My multithreaded C program runs the following routine :
#define NUM_LOOP 500000000
long long sum = 0;
void* add_offset(void *n){
int offset = *(int*)n;
for(int i = 0; i<NUM_LOOP; i++) sum += offset;
pthread_exit(NULL);
}
Of Course sum
should be updated by acquiring a lock, but before that I have an issue with the running time of this simple program.

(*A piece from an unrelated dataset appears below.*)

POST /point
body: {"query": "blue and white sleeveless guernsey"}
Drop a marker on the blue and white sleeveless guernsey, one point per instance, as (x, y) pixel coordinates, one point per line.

When the main function is (Single Thread):
int main(void){
pthread_t tid1;
int offset1 = 1;
pthread_create(&tid1,NULL,add_offset,&offset1);
pthread_join(tid1,NULL);
printf("sum = %lld\n",sum);
return 0;
}
The output and running time are :
sum = 500000000
real 0m0.686s
user 0m0.680s
sys 0m0.000s
When the main function is (Multi Threaded Sequential) :
int main(void){
pthread_t tid1;
int offset1 = 1;
pthread_create(&tid1,NULL,add_offset,&offset1);
pthread_join(tid1,NULL);
pthread_t tid2;
int offset2 = -1;
pthread_create(&tid2,NULL,add_offset,&offset2);
pthread_join(tid2,NULL);
printf("sum = %lld\n",sum);
return 0;
}
The output and running time are :
sum = 0
real 0m1.362s
user 0m1.356s
sys 0m0.000s
So far the program runs as expected. But when the main function is (Multi Threaded Concurrent):
int main(void){
pthread_t tid1;
int offset1 = 1;
pthread_create(&tid1,NULL,add_offset,&offset1);
pthread_t tid2;
int offset2 = -1;
pthread_create(&tid2,NULL,add_offset,&offset2);
pthread_join(tid1,NULL);
pthread_join(tid2,NULL);
printf("sum = %lld\n",sum);
return 0;
}
The output and running time are :
sum = 166845932
real 0m2.087s
user 0m3.876s
sys 0m0.004s
The erroneous value of sum
due to lack of synchronization is not the issue here, but the running time. The actual running time of concurrent execution far exceeds that of the sequential execution. It is opposite to what is expected of concurrent execution in a multicore CPU.
Please explain what might be the problem here.